結果は、反対285票、賛成272票。13票差だった。政権与党の保守党30人、自由党11人が反対票を投じた。

FEM-NEWSは、労働党国会議員ダイアン・アボットの反対意見を紹介したが、その時点での報道によると労働党の賛否は明らかではなかった。しかし、29日、労働党ミリバンド党首は政府案に反対の論陣をはった。最新ニュースで、彼はこう語った。

「アメリカは我々の友人です。米英は特別な関係を持っていますが、イギリス外交政策にのっとったイギリスの決定が、かならずしもアメリカがイギリスにこうあるべきだというふうになるとは限らないと考えます」

イギリスの軍事介入反対運動をしてきた核廃絶運動CNDは、ブログでこう喜びを表した。

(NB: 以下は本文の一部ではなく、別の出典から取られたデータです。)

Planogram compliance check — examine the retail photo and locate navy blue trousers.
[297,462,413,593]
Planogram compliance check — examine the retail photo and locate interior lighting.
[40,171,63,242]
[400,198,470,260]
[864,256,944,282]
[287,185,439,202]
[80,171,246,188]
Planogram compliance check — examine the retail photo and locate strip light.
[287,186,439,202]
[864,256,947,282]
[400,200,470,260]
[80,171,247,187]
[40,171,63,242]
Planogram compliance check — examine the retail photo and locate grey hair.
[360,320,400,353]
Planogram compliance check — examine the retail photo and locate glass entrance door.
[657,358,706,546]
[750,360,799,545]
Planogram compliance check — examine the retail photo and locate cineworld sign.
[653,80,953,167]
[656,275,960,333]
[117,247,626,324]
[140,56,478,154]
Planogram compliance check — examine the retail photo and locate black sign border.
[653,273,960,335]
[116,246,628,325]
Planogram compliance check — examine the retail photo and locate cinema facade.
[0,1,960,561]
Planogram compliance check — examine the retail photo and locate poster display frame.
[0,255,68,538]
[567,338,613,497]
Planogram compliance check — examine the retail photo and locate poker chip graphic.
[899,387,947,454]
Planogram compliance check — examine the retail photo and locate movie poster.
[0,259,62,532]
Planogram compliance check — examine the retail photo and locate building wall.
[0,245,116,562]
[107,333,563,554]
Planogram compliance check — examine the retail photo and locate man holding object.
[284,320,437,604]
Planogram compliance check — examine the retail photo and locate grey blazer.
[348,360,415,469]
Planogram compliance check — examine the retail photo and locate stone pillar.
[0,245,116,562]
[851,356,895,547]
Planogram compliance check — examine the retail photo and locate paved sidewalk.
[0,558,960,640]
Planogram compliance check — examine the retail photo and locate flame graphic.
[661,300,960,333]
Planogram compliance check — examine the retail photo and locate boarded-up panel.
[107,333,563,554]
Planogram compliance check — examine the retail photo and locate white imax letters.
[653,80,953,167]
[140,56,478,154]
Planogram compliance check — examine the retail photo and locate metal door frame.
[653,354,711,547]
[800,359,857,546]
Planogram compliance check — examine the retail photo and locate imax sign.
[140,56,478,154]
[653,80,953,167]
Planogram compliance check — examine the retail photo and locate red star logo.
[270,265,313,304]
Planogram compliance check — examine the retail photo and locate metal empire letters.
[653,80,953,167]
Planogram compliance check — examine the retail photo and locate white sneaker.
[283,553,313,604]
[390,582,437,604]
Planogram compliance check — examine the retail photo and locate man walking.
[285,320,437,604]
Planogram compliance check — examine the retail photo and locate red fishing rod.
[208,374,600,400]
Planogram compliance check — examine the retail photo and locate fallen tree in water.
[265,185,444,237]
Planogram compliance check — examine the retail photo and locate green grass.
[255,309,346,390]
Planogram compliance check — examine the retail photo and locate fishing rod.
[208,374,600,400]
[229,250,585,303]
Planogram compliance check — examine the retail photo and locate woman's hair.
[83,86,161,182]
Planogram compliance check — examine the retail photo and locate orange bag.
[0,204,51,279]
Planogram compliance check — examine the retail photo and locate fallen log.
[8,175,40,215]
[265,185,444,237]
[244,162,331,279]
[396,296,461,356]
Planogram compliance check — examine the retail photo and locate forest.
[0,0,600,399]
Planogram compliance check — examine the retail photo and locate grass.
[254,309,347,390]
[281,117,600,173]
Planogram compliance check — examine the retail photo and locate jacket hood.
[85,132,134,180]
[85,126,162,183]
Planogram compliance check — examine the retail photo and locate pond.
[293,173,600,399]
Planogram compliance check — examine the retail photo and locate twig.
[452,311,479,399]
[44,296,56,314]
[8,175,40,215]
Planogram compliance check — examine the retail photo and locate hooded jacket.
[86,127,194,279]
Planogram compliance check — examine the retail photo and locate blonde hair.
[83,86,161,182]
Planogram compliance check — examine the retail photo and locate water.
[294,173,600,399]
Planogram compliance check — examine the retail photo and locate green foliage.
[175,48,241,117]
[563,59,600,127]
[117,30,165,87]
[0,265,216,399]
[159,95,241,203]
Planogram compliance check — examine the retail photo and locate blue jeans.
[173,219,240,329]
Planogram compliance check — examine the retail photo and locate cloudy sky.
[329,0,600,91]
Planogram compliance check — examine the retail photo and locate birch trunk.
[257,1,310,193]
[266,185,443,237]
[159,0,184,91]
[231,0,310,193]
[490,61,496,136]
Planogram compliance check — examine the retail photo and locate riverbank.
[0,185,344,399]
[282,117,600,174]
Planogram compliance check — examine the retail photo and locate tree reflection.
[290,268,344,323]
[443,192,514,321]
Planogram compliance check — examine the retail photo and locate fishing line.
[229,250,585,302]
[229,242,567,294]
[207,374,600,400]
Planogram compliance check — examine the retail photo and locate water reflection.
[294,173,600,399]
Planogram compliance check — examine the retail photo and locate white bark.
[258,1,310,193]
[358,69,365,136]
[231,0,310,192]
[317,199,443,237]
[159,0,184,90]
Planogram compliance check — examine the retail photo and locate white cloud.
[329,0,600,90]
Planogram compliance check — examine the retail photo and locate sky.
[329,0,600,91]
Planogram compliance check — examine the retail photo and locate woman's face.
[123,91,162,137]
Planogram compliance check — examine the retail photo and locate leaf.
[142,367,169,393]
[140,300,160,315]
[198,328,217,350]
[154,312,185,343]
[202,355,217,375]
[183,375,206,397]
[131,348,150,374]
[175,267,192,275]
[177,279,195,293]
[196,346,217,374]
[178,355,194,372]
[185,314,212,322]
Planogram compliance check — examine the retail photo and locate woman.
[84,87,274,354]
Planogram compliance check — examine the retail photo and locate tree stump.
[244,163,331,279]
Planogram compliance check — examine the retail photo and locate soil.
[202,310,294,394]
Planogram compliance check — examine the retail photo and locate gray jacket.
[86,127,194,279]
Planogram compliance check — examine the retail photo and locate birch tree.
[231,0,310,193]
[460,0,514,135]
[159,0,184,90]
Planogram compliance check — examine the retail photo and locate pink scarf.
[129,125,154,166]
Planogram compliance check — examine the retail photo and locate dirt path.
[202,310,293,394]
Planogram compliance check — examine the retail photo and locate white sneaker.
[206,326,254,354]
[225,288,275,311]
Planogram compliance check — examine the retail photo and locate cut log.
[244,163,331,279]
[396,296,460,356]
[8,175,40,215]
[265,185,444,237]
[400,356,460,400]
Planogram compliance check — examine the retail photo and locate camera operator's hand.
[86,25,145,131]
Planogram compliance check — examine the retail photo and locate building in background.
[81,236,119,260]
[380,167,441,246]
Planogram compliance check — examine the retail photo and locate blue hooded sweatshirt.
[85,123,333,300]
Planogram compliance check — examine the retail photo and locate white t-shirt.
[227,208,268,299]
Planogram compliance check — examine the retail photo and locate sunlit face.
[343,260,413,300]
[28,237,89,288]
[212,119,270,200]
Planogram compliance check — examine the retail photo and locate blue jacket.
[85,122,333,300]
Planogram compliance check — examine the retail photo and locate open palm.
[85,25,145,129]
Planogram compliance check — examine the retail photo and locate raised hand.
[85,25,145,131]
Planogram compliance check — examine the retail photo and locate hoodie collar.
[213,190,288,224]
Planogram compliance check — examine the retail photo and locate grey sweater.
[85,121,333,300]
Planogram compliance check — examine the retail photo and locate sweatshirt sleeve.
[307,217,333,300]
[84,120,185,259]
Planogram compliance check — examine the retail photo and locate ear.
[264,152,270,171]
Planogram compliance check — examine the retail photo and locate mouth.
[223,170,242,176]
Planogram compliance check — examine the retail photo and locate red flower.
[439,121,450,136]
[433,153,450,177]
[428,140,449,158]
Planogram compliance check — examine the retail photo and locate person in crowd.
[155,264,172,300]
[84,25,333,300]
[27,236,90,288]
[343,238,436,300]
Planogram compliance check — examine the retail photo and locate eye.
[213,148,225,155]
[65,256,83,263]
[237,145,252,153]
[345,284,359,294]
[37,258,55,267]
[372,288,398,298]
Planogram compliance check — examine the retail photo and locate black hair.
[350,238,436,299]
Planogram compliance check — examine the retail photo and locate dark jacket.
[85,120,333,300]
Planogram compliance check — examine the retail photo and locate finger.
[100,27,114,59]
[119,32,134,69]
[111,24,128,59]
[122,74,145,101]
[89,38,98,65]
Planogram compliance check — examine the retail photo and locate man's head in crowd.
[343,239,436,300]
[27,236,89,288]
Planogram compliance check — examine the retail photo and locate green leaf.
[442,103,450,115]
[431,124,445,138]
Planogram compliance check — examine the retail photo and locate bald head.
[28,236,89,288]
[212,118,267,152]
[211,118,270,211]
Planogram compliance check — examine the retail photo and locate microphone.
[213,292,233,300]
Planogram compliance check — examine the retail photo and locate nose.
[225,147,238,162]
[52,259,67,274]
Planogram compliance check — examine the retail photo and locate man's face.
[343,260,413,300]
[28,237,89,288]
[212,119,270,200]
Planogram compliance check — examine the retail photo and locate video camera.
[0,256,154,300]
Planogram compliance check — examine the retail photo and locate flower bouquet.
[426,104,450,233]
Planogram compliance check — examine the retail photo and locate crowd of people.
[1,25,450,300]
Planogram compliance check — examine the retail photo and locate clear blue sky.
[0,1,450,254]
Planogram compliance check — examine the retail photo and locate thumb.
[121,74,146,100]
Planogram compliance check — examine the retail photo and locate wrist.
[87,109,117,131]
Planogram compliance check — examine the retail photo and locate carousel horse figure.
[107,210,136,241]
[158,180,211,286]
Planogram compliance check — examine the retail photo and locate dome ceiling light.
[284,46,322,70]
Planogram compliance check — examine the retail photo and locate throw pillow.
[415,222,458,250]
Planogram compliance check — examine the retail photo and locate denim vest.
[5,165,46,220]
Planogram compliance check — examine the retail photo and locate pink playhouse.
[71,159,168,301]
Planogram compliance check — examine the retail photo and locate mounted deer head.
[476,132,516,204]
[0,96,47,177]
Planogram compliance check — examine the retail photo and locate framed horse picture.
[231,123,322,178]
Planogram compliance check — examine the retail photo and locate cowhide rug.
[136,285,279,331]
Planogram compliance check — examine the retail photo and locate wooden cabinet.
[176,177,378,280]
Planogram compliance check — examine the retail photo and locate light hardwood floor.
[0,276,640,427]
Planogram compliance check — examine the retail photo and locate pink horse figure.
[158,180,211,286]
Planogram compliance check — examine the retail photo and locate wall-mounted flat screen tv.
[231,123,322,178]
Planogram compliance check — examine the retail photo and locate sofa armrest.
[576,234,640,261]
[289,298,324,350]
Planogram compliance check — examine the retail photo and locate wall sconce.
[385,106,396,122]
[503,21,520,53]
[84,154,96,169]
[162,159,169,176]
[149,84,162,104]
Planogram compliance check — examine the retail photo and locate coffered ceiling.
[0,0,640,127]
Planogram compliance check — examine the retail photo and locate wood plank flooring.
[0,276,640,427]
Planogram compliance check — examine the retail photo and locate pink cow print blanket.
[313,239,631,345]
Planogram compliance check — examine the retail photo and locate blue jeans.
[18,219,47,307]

「シリアへの軍事介入政府案を国会が葬りさったのは、歴史的なことです。この何十年間で、初めて、国会は、戦争に反対するイギリス国民多数の声に耳を貸し、アメリカが仕掛ける戦争にノ―を示しました」

CND事務局長で、反戦運動家のケイト・ハドソン(写真上)は、「化学兵器の使用は断固非難されるべきです。しかし、唯一の解決はシリア国民による政治的解決しかありません。シリア国民の手で、自らの政治、経済、社会構造を民主的に選択する、それによってしかないのです」

今回のイギリスの選択は、「政府の決めることに何を言っても無駄」と思ってしまいがちな私に、“カツ”を入れてくれた。ありがとう!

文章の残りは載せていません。